As he explains, the “Shackle, Vickers and Katzner” (SVK) framework was developed in the 1970s and 1980s and is “a totally different approach than is used in most situations today, but it can be very useful in situations where you don’t have a lot of data. This will be more important as we face more and more unexpected events, more and more frequently.”
Randhir defined it and created measurable terms for recording observations and optimizing decisions, while developing the framework to address what the authors call uncertain, “severe, naturally occurring arsenic contamination” in water supplies in Bangladesh. Details appear in an early online issue of the Journal of Hydrology.
Randhir and colleagues write that exceptionally high natural arsenic levels are found in groundwater in Bangladesh. Before the 1970s, people relied mainly on surface water for drinking and daily use, but since then it has become increasingly polluted and a public health threat.

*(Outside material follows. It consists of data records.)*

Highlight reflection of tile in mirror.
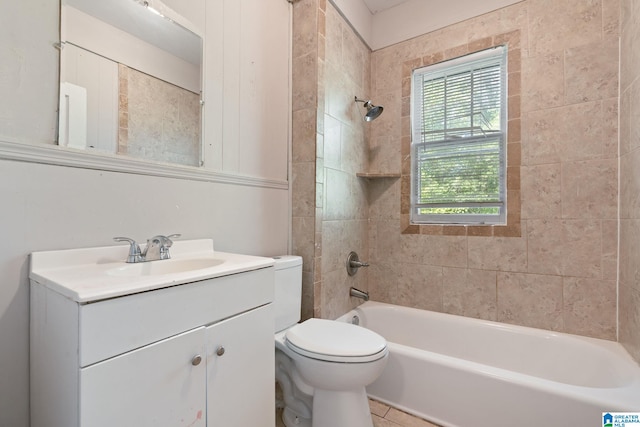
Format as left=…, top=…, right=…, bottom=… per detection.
left=119, top=66, right=201, bottom=167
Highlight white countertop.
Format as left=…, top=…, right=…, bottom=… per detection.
left=29, top=239, right=275, bottom=303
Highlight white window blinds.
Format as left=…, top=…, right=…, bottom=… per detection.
left=411, top=46, right=507, bottom=225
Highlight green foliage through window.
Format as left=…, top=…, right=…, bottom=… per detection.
left=411, top=46, right=507, bottom=225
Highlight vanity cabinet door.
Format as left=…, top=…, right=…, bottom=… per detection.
left=80, top=327, right=207, bottom=427
left=206, top=304, right=275, bottom=427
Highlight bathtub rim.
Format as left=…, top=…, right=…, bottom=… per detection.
left=337, top=301, right=640, bottom=410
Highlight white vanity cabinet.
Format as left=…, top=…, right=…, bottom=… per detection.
left=30, top=253, right=275, bottom=427
left=80, top=326, right=207, bottom=426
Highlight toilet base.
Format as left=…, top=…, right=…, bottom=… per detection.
left=283, top=407, right=311, bottom=427
left=311, top=388, right=373, bottom=427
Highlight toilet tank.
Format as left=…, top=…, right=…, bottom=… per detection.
left=273, top=255, right=302, bottom=333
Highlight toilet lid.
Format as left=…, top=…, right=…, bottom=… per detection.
left=285, top=318, right=387, bottom=363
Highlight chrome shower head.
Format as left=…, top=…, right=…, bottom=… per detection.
left=355, top=96, right=384, bottom=121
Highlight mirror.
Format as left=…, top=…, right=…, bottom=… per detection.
left=59, top=0, right=203, bottom=167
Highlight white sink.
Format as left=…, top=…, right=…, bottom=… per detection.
left=107, top=258, right=226, bottom=277
left=29, top=239, right=275, bottom=303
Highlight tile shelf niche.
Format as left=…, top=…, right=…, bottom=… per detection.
left=356, top=172, right=401, bottom=179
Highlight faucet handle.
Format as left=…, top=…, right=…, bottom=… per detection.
left=165, top=234, right=181, bottom=245
left=113, top=237, right=142, bottom=263
left=146, top=234, right=180, bottom=260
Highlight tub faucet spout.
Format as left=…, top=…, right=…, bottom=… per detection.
left=350, top=287, right=369, bottom=301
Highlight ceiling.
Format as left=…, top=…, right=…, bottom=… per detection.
left=362, top=0, right=410, bottom=14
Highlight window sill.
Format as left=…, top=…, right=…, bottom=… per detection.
left=401, top=215, right=522, bottom=238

In response, the researchers note, “The government and donor agencies suggested the cost-effective solution of digging shallow tube-wells to provide access to safe water,” and groundwater pumping was able to meet demand so that by 2000, almost 97 percent of people in rural Bangladesh were drinking water from 2.5 to 3 million shallow-tube wells. But in the 1990s, they learned that most well water contained arsenic.

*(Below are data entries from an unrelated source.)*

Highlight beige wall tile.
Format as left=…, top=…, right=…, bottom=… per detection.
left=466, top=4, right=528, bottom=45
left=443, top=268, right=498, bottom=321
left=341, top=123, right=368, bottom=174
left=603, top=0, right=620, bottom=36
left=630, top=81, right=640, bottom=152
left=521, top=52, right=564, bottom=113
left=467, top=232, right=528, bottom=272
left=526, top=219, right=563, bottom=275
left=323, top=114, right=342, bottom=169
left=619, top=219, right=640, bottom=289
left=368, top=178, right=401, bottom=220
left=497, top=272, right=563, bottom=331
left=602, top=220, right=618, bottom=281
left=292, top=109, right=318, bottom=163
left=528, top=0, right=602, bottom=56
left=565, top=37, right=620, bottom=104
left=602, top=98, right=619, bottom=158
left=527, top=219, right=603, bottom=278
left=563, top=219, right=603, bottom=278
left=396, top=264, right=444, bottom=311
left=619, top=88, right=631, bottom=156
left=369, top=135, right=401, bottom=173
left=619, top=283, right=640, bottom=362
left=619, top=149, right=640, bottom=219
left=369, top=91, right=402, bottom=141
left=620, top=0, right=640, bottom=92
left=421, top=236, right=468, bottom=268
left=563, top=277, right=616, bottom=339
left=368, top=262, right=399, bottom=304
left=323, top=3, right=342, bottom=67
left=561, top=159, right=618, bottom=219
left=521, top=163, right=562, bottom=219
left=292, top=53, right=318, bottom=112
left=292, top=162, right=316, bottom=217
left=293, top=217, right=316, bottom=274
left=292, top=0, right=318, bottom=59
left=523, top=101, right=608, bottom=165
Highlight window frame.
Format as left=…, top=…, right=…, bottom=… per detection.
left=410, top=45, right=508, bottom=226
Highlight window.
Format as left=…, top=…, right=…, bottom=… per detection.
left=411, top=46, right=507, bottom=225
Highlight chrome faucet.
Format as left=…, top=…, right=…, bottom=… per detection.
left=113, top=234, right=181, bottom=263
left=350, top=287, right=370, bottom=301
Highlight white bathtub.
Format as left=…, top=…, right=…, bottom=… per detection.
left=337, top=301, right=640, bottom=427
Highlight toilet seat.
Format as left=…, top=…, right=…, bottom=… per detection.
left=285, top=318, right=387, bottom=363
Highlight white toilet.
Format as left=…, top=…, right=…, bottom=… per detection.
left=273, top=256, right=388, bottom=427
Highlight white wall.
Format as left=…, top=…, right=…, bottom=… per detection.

Most of the highly contaminated wells are in shallow aquifers 50 to 150 feet below the surface, while deep aquifers are nearly arsenic-free, the authors point out. However, it is uncertain whether deep aquifers will remain arsenic-free over time, they add.
The UMass Amherst researchers used the mathematical framework with variables related to arsenic contamination in shallow vs. deep wells to calculate the probability of various decision outcomes for water resource managers as an analytical framework for future decision-making and mitigation measures for similar situations of uncertainty.

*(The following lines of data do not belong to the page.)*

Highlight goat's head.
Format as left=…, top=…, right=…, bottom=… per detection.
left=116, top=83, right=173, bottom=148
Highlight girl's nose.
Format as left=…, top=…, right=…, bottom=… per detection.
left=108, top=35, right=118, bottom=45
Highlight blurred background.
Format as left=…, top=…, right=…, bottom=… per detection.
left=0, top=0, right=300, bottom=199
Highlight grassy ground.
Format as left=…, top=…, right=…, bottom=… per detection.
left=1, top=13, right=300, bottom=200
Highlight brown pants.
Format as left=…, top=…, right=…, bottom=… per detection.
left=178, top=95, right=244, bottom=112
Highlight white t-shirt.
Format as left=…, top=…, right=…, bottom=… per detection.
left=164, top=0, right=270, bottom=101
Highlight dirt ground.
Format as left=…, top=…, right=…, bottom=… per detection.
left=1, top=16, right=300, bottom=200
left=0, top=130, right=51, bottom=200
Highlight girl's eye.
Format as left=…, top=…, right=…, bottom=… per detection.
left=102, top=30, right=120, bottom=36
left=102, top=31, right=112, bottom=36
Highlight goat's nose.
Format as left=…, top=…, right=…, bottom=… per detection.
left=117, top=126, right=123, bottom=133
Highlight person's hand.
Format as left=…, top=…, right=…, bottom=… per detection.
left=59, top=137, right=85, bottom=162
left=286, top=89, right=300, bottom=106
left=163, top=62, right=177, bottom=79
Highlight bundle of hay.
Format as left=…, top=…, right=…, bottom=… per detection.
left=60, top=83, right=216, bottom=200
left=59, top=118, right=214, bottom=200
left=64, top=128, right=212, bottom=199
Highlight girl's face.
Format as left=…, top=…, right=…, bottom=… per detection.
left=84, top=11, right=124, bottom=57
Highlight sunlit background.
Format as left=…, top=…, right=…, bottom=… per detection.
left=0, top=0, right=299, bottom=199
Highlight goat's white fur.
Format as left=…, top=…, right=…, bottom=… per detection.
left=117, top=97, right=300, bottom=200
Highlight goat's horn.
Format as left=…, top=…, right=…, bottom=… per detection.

Overall, they say that “a diversification of the water supply system” emerged as “a robust strategy to avert unintended outcomes of water contamination. Through optimization, they observe that shallow wells are slightly preferable than deep wells and surface water treatment, considering the nature of uncertainty and cost involved.
They suggest that the SVK method can be applied “in a variety of other cases that involve decision making under uncertainty and surprise, a frequent situation in natural resources management,” and it can be “a very useful tool for utility managers who can incorporate subjective beliefs and expert opinions into the decision-making process to develop a robust water supply system.”
Randhir adds, “We primarily recommend that you don’t put all your eggs in one basket, but diversify your approach to water supplies, treatment methods and so on, to keep the drinking water supply as safe as possible.”
This work was supported by a Healey Endowment Research Grant and U.S. Department of Energy Interdisciplinary Research Fellowship at UMass Amherst’s Environmental Institute and by a summer research grant at the Florida International University, Miami.